Un leggero miglioramento c’è stato ma rispetto all’anno precedente, l’Istat stima che, nel 2017, oltre una persona su quattro in Italia è a rischio povertà o esclusione sociale. La stima dei residenti a rischio cala infatti al 28,9%, dal 30% del 2016. In particolare risulta “pressoché stabile al 20,3% la percentuale di individui a rischio di povertà (era 20,6%) mentre si riducono sensibilmente i soggetti che vivono in famiglie gravemente deprivate (10,1% da 12,1%), come pure coloro che vivono in famiglie a bassa intensità lavorativa (11,8%, da 12,8%)”.
Il reddito netto medio delle famiglie italiane sale nel 2016 e raggiunge circa 2.550 euro mensili, secondo le stime dell’Istat, 30.595 euro l’anno (esclusi gli affitti figurativi). La crescita è del 2% in termini nominali e del +2,1% in termini di potere d’acquisto rispetto al 2015 (visto che la variazione dei prezzi al consumo è stata pari a -0,1%). La contrazione complessiva dei redditi rispetto ai livelli pre-crisi del 2009 resta notevole, con una perdita in termini reali dell’8,5% per il reddito familiare.

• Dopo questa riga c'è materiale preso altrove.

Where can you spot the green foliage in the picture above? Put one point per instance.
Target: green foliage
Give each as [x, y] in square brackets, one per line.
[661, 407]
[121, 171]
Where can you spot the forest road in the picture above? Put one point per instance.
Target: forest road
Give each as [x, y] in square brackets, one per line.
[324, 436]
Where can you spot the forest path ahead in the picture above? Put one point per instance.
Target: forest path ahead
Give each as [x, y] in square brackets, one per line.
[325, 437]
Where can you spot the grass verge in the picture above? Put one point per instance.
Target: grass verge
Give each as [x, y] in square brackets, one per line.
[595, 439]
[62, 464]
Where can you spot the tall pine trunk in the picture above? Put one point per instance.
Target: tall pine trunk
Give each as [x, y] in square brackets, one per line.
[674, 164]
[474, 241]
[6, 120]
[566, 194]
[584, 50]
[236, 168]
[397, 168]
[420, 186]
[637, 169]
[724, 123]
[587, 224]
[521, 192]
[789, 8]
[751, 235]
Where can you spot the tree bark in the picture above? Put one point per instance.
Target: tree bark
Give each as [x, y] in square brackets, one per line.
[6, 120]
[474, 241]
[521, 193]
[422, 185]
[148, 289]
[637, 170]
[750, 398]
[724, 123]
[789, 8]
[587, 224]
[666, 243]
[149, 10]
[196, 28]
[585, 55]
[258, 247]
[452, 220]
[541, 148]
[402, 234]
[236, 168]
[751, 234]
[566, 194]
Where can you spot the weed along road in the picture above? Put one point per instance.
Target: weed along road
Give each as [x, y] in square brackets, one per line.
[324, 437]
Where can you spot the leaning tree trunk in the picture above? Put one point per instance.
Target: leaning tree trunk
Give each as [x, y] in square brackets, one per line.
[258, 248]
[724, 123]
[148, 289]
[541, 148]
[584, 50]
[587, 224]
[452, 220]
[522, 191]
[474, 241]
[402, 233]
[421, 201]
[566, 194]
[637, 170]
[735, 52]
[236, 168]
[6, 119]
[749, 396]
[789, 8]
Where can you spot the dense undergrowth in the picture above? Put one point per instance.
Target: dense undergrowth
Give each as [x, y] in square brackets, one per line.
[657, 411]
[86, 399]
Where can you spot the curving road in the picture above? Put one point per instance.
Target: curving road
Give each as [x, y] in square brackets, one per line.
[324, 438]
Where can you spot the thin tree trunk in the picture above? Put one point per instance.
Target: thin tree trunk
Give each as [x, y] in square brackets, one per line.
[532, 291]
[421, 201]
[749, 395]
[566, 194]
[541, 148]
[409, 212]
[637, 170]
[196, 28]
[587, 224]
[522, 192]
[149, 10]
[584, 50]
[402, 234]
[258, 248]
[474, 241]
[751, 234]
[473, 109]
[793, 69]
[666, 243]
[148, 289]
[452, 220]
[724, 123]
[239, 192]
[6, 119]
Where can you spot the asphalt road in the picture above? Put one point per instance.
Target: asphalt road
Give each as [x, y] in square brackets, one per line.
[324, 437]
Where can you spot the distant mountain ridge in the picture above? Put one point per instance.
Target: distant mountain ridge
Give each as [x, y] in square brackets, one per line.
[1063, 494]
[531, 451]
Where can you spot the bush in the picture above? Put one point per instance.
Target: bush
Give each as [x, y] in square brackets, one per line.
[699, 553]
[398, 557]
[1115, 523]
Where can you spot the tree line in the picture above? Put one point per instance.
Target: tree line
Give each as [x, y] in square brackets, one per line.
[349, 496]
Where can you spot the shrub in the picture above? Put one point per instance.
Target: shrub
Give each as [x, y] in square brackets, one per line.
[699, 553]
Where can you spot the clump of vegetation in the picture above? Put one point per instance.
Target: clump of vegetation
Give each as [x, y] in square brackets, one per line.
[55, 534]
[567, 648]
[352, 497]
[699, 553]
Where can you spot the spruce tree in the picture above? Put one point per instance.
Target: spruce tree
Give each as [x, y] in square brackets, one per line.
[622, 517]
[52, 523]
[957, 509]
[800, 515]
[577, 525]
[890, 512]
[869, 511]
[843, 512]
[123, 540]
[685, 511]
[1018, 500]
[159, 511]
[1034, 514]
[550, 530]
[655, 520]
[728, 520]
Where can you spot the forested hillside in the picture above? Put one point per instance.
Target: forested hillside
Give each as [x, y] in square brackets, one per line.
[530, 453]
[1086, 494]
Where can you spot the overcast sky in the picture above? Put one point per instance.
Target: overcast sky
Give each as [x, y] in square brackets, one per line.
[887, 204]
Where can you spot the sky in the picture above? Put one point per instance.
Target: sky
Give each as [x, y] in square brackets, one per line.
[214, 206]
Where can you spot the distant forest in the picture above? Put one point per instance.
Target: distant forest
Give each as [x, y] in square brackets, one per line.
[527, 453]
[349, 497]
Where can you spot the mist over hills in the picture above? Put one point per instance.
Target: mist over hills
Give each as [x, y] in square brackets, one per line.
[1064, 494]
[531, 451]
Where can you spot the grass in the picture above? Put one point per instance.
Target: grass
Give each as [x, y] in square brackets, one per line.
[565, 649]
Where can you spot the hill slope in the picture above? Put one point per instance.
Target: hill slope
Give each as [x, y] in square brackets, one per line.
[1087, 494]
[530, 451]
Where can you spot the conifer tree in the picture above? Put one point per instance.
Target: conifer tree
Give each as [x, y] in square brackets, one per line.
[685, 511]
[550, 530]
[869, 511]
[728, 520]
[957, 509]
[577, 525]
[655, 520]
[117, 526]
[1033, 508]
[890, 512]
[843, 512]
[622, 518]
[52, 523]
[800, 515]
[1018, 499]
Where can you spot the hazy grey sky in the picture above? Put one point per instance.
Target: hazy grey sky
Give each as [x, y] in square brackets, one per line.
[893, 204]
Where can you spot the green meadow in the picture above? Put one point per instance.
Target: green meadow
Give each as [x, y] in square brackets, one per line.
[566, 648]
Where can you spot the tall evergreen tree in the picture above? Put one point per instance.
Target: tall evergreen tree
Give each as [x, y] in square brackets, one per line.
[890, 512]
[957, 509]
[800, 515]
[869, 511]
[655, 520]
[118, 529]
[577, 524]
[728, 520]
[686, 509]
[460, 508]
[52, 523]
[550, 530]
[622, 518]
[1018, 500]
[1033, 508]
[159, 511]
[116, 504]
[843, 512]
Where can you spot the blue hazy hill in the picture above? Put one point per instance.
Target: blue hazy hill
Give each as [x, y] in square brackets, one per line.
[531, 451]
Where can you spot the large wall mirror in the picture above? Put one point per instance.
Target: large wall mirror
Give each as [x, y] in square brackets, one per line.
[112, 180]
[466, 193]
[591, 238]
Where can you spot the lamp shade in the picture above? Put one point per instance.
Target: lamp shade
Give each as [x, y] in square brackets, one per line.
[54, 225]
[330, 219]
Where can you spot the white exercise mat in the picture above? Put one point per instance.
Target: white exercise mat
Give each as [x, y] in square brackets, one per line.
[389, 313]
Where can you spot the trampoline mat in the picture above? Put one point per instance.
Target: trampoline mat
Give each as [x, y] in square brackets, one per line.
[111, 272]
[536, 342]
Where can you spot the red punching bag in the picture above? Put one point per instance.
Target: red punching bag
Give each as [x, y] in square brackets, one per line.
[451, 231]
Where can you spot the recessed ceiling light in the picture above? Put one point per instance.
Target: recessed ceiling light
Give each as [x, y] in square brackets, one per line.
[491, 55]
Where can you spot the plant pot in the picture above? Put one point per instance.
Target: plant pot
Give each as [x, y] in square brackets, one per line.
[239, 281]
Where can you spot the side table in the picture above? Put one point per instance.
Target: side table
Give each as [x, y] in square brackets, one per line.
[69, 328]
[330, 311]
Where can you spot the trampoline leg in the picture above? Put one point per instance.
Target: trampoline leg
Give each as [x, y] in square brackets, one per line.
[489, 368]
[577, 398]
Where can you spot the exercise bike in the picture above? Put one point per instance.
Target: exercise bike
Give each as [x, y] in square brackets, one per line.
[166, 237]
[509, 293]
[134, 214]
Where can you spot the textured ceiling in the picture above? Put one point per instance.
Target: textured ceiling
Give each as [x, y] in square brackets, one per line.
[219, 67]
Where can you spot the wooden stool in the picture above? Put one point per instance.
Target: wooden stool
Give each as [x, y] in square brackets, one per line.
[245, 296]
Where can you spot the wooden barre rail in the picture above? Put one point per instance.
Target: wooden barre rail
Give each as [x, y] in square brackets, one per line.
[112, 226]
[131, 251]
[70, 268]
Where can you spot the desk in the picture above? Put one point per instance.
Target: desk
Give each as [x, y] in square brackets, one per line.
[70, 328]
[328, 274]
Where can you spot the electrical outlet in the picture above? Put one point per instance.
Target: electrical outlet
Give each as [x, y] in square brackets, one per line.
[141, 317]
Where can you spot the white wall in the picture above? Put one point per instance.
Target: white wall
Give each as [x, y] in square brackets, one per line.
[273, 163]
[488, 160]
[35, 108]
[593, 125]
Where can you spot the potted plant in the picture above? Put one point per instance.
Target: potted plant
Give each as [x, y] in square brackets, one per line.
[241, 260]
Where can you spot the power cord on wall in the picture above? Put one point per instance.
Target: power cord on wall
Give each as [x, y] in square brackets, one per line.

Il Sud resta l’area territoriale più esposta al rischio di povertà o esclusione sociale (44,4%), anche se in diminuzione rispetto al 2016 (46,9%). Il rischio è minore e in calo nel Nord-est (16,1% da 17,1%) e, in misura meno ampia, nel Nord-ovest (20,7% da 21,0%). Nel Centro la quota è stabile al 25,3%. Le famiglie con cinque o più componenti, pur registrando un miglioramento, si confermano le più vulnerabili al rischio di povertà o esclusione sociale (42,7%; era il 43,7% nel 2016). L’indicatore peggiora sensibilmente (+5,4 punti percentuali) per le famiglie in altra tipologia (costituite da due o più nuclei familiari).
“La crescita del reddito reale nel 2016 è associata, diversamente da quanto osservato nell’anno precedente, a una riduzione della disuguaglianza”, osserva l’Istat. Il reddito equivalente del 20% più povero della popolazione è infatti cresciuto del 7,7% in termini reali rispetto al 2015, mentre il reddito del 20% più ricco è aumentato dell’1,9%. I più benestanti hanno un reddito superiore di 5,9 volte a quello dei più poveri (era 6,3 volte). La perdita complessiva accumulata nella crisi rimane più ampia per chi ha redditi i più bassi (-14,3% dal 2009).
Sono considerate a rischio di povertà, le persone che fanno parte di famiglie il cui reddito disponibile equivalente nel 2016 (anno di riferimento dei redditi) è inferiore alla soglia di rischio di povertà pari a 9.925 euro. Le famiglie a bassa intensità di lavoro sono invece quelle con componenti tra i 18 e i 59 anni che nel 2016 hanno lavorato meno di un quinto del tempo.